Yeni Üyelik
24.
Bölüm

• Sonraya Saklanan Sözler

@sukunettekelimeler

Ramazan amcanın akşam gelip de en sevdiği böreği yiyememesi, benim o böreği yapamamam, kızı olarak gördüğü Hülyasının gelini de olacağını bilememesi, artık yüzümüze bakıp gülememesi, Zeliha teyzeden her akşam kahve isteyememesi, Selma'yı hâlâ küçük bir çocuk gibi sevememesi, Sefa'yla akşamları yaptıkları baba-oğul sohbetlerini yapamaması, şu evin kapısından girememesi ve çok daha fazlası kocaman bir boşluk olmuştu içimizde. Üç haftadır tek çıt yoktu etrafta sanki. Herkesin neşesi toz olup uçmuş, bir rüzgâra kapılıp savrulmuştu. Gözümün önüne babamla Sefa'nın cenazede birbirlerine sıkıca sarılışları geldi. Selma'nın ağlamaktan harap olması, Zeliha teyzenin kendini sessizliğe vurması...

Hayat devam ediyordu kimilerine. Kimileri ise yalnızca hayata devam etmeye çalışıyordu.

"Zeliha artık biraz daha toparladı çok şükür. Selma da öyle."
Annem kaşığını çorbasına daldırdı ve bir yudum aldı.

"Sefa nasıl?"
Onunla pek görüşememiştik. Kısaca başsağlığı dilemiştim ve cenaze koşturması yaşamıştık ama içinde neler olup bittiğinden habersizdim. Bir yanım gidip ona sıkıca sarılmak, başını omzuma yaslamak ve teselli vermek istiyordu.
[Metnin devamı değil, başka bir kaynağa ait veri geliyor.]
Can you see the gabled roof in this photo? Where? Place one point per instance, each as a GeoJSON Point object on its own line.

Öte yanım ise bunu yapamayacağını bildiği için dua etmekle yetiniyordu.

Babam lokmasını yutup "Olabildiği kadar iyi," diyerek bana baktı. "Dirayetliydi maşallah. Canı ne kadar yansa da Allah'a sığınıyor işte. Teselliyi en güzel yerde arıyor."

Başımı salladım yavaşça. Onun en çok da bu yanına hayrandım. Gücünü inancından alıyordu.

Babam bir kaç dakika araya giren sessizlikten sonra "Bugün konuştum onunla," dedi. "Babasının vefatı nedeniyle daha evvel söyleyemediğimi, o gün o olay yaşanmasaydı akşam aslında bunu konuşacağımızı anlattım. Evliliğinize rızan ve rızam olduğunu, o ne zaman uygun görürse o zaman istemeye gelmelerini söyledim. Daha babasının vefatı çok taze, biraz beklemek istediğini söyledi. Ayrıca, önce seninle bi görüşmek istedi. Bir ara oturup konuşursunuz ayrıntıları."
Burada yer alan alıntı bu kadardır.